Plague lingers, going over to gather the leftover supplies back into his leather doctor’s bag. It’s definitely not field issue. Guy has an aesthetic, I’ll give him that.
‘Thanks for that,’ I mutter.
‘For what?’ he asks innocently without looking up from his task of carefully placing the vials of antiseptic and other supplies back into his bag. The tinny clink of glass against glass is making my teeth ache.
‘For stopping me from kicking the kid’s ass.’
‘Is that what I was doing?’ he asks in a deadpan tone that always makes it impossible to tell if he’s being sarcastic or if he’s just a weirdo who sees the rest of us as science experiments.
I sigh, raking a hand through my shaggy brown hair. I’m due for a cut if not a shave, but who the fuck has time for that? It’s not like any of us have to worry about keeping military regulations out here.
‘He does have a point, though,’ Plague remarks, keeping his back turned. ‘Wraith’s behavior has been more… erratic lately.’
I clench my jaw, not welcoming the subject matter coming from him any more than I did coming from Whiskey, but I can’t exactly dismiss it as easily.
‘You think he’s dangerous.’
‘I wasn’t quite telling the truth earlier,’ he answers after a moment’s pause, zipping up his bag and turning to face me. ‘When I said there was nothing in his record. He hasn’t submitted to a physical the entire time he’s been enlisted in the Armed Forces, but I do have access to his personal history. At least as much of it as the Council has. If I recall correctly, he was found living alone in the Wastes at approximately the age of twelve, having killed thirteen heavily armed alphas from the infantry. In fact, he was going to be put down until your father intervened, wasn’t he?’
I clench my jaw, irritation welling up within me. Nothing he’s saying is untrue, but Wraith is one of the few topics I’m just not capable of being rational on.
‘That’s what I thought,’ Plague says. ‘In which case, him being dangerous is a foregone conclusion.’
‘Then what do you suggest?’ I demand. ‘Dangerous or not, he’s saved your ass out there more times than I can count. Mine, too.’

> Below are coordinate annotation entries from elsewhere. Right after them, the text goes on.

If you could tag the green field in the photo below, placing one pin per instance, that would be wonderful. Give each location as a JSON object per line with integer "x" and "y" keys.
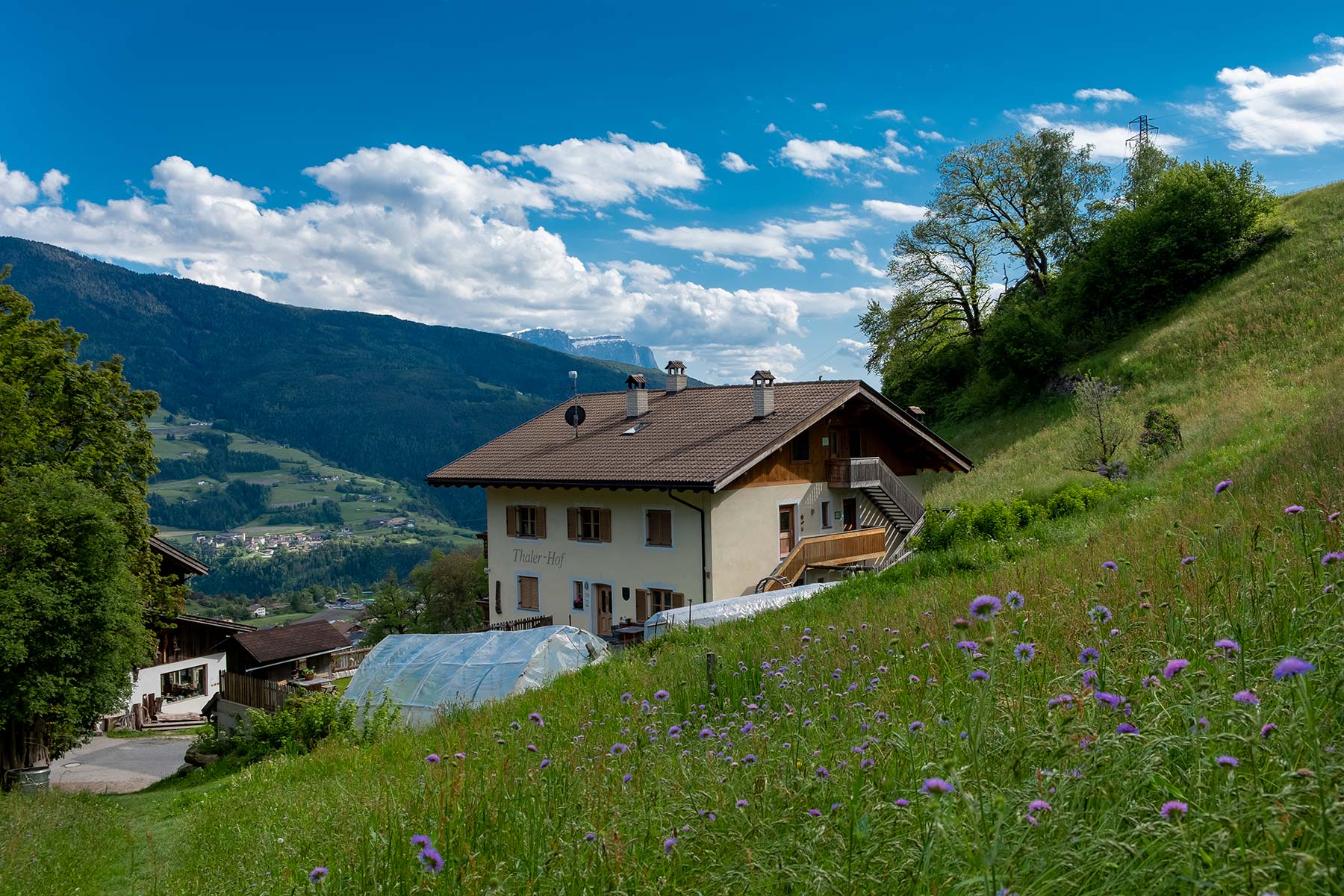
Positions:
{"x": 288, "y": 485}
{"x": 818, "y": 758}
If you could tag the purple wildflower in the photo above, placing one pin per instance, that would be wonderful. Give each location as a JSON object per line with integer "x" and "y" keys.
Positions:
{"x": 936, "y": 786}
{"x": 1174, "y": 806}
{"x": 430, "y": 860}
{"x": 1174, "y": 667}
{"x": 986, "y": 606}
{"x": 1290, "y": 667}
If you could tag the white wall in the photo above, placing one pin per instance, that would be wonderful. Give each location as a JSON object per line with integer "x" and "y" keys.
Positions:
{"x": 148, "y": 682}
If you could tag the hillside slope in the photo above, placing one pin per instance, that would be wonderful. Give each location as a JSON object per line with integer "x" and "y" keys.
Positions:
{"x": 1127, "y": 729}
{"x": 376, "y": 394}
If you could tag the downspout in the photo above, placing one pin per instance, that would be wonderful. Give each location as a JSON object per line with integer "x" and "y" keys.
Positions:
{"x": 705, "y": 566}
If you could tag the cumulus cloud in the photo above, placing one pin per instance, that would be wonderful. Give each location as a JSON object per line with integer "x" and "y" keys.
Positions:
{"x": 894, "y": 211}
{"x": 1104, "y": 99}
{"x": 820, "y": 158}
{"x": 1288, "y": 114}
{"x": 615, "y": 169}
{"x": 735, "y": 163}
{"x": 416, "y": 233}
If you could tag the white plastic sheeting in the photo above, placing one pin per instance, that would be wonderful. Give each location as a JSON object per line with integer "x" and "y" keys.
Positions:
{"x": 729, "y": 609}
{"x": 425, "y": 673}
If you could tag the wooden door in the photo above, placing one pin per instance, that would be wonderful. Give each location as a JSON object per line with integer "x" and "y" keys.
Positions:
{"x": 604, "y": 609}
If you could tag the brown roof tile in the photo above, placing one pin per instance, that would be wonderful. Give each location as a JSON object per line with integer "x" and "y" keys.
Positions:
{"x": 699, "y": 438}
{"x": 287, "y": 642}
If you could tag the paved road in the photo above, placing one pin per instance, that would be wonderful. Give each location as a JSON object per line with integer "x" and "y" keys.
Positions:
{"x": 119, "y": 765}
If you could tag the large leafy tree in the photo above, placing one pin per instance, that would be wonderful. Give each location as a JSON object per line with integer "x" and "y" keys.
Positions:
{"x": 80, "y": 588}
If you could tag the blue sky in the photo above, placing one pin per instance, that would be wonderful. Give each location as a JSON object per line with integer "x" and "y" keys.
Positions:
{"x": 546, "y": 166}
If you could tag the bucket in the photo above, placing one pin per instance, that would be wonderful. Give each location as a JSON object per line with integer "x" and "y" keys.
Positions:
{"x": 31, "y": 781}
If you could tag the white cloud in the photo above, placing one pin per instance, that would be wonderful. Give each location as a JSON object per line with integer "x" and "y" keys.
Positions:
{"x": 1104, "y": 97}
{"x": 780, "y": 242}
{"x": 420, "y": 234}
{"x": 53, "y": 186}
{"x": 894, "y": 211}
{"x": 820, "y": 158}
{"x": 856, "y": 255}
{"x": 1288, "y": 114}
{"x": 735, "y": 163}
{"x": 615, "y": 169}
{"x": 16, "y": 188}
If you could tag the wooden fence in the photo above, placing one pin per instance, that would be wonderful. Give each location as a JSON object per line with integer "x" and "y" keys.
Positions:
{"x": 255, "y": 692}
{"x": 344, "y": 662}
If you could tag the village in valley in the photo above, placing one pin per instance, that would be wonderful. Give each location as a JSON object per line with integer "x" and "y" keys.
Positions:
{"x": 871, "y": 474}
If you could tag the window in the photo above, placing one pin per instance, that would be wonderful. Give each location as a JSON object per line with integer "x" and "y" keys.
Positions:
{"x": 526, "y": 521}
{"x": 665, "y": 600}
{"x": 529, "y": 593}
{"x": 800, "y": 449}
{"x": 589, "y": 524}
{"x": 658, "y": 529}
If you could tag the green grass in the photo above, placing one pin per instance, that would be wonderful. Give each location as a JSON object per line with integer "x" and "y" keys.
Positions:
{"x": 1251, "y": 368}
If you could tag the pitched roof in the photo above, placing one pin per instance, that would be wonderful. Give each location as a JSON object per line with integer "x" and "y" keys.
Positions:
{"x": 174, "y": 561}
{"x": 292, "y": 642}
{"x": 700, "y": 438}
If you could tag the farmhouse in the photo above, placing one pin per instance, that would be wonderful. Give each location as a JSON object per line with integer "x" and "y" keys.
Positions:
{"x": 683, "y": 496}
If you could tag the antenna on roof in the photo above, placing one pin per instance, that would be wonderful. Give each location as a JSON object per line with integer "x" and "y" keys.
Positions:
{"x": 574, "y": 414}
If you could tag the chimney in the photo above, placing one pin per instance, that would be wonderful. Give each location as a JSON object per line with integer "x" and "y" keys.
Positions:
{"x": 676, "y": 378}
{"x": 762, "y": 394}
{"x": 636, "y": 396}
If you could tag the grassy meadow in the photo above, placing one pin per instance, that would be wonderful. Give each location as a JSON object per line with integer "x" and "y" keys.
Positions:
{"x": 1128, "y": 729}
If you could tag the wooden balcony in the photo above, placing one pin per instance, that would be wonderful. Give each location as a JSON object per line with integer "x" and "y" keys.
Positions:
{"x": 833, "y": 550}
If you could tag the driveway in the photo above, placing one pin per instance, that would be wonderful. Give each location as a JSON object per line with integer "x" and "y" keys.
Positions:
{"x": 119, "y": 765}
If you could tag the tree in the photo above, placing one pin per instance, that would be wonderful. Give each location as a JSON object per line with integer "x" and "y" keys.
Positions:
{"x": 1036, "y": 193}
{"x": 394, "y": 610}
{"x": 449, "y": 586}
{"x": 941, "y": 272}
{"x": 70, "y": 567}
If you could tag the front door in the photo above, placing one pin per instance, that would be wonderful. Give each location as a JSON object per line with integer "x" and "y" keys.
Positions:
{"x": 786, "y": 514}
{"x": 851, "y": 514}
{"x": 604, "y": 609}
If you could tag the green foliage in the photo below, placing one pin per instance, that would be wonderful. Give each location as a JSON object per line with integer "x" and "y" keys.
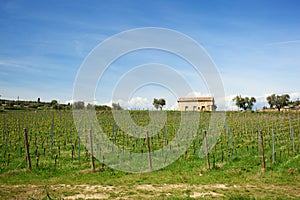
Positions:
{"x": 235, "y": 159}
{"x": 244, "y": 103}
{"x": 278, "y": 101}
{"x": 159, "y": 103}
{"x": 78, "y": 105}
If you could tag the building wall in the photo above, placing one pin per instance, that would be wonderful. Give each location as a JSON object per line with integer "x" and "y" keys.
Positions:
{"x": 196, "y": 104}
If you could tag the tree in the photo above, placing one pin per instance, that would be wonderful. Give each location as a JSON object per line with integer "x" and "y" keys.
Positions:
{"x": 159, "y": 103}
{"x": 78, "y": 105}
{"x": 250, "y": 102}
{"x": 278, "y": 101}
{"x": 244, "y": 103}
{"x": 116, "y": 106}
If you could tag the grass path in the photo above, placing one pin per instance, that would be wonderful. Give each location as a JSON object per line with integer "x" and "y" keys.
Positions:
{"x": 163, "y": 191}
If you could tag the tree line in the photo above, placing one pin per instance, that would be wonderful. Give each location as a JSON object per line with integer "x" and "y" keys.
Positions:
{"x": 275, "y": 102}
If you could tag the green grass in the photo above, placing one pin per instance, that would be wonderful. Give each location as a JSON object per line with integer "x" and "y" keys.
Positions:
{"x": 238, "y": 176}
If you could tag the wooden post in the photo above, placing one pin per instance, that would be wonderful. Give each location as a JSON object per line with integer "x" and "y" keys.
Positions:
{"x": 149, "y": 152}
{"x": 263, "y": 167}
{"x": 92, "y": 152}
{"x": 27, "y": 149}
{"x": 206, "y": 151}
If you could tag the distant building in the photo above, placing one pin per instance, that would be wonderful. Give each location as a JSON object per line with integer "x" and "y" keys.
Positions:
{"x": 196, "y": 104}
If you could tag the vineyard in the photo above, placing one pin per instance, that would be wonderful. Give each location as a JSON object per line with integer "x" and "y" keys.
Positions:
{"x": 252, "y": 148}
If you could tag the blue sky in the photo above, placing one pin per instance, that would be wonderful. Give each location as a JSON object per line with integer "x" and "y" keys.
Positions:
{"x": 254, "y": 44}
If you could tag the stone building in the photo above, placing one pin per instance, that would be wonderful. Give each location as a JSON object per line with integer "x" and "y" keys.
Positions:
{"x": 196, "y": 104}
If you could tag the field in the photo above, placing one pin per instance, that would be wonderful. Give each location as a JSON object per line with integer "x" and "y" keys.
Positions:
{"x": 256, "y": 157}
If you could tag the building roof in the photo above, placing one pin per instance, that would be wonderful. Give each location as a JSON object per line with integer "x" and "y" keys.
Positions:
{"x": 195, "y": 99}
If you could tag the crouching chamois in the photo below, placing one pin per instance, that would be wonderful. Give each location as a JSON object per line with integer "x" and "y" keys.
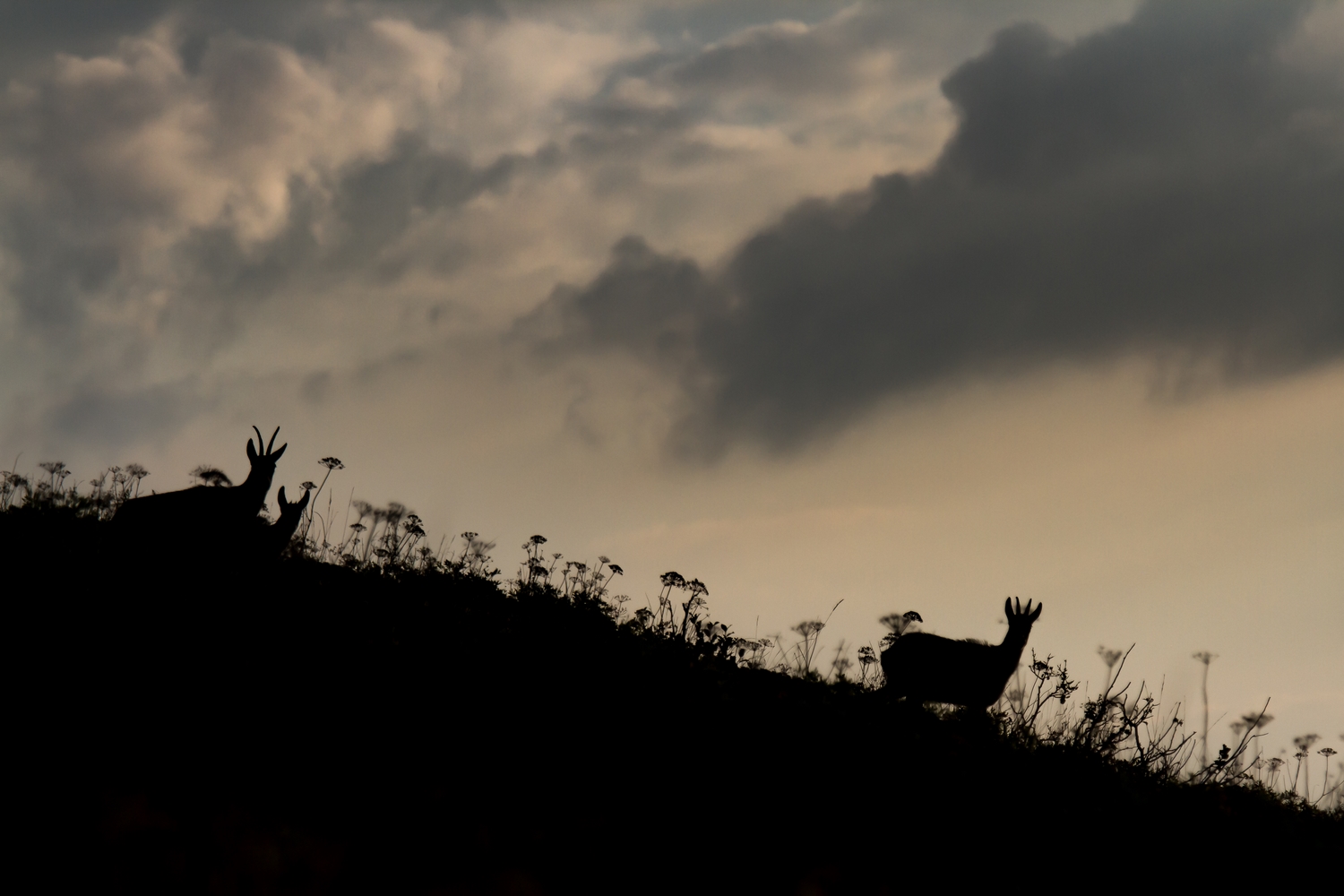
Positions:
{"x": 202, "y": 516}
{"x": 924, "y": 667}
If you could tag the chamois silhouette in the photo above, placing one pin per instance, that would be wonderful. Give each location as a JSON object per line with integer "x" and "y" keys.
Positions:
{"x": 273, "y": 538}
{"x": 214, "y": 514}
{"x": 969, "y": 673}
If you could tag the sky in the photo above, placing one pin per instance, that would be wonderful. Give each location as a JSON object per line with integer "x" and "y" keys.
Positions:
{"x": 903, "y": 306}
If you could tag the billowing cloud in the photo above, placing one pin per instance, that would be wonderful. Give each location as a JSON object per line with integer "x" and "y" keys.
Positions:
{"x": 1169, "y": 187}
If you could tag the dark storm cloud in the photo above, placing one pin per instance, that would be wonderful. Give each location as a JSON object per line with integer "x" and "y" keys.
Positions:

Plague nods thoughtfully. ‘He is a powerful weapon,’ he muses. ‘But a weapon is only as useful as your capacity to keep it from being used against you.’
I catch a glimpse of my reflection in the mirror across the room and realize the expression on my face isn’t quite as calm as I’d hoped. My eyes look blacker than usual, my lips half-formed into a snarl. A few strands of my hair have clumped together with blood from the mission we just left, which really isn’t helping. I look like some feral caveman.
And that isn’t too far off from the truth.
‘It’s not just Wraith,’ Plague says, raising his hands in defense. ‘It’s all of us. We’re five male alphas cooped up in the middle of the mountains, and none of us has seen an omega in months. Tensions are to be expected.’
‘Yeah, I’ll get right on scheduling a field trip to the nearest brothel,’ I say in a flat tone.
Plague snorts. ‘Might not be the worst idea.’
With that, he turns and leaves the room, but I can’t help thinking about his smart-assed remark after he’s gone.
He’s not wrong. About Wraith, or the rest of us.
We’re like a box packed with dynamite, if each individual stick also had a habit of smoking that could set off anyone else’s fuse at any time.
Sooner or later, something’s gotta give.
And I’m not sure any of us—let alone any poor fuck who happens to be in range—is gonna survive when it does.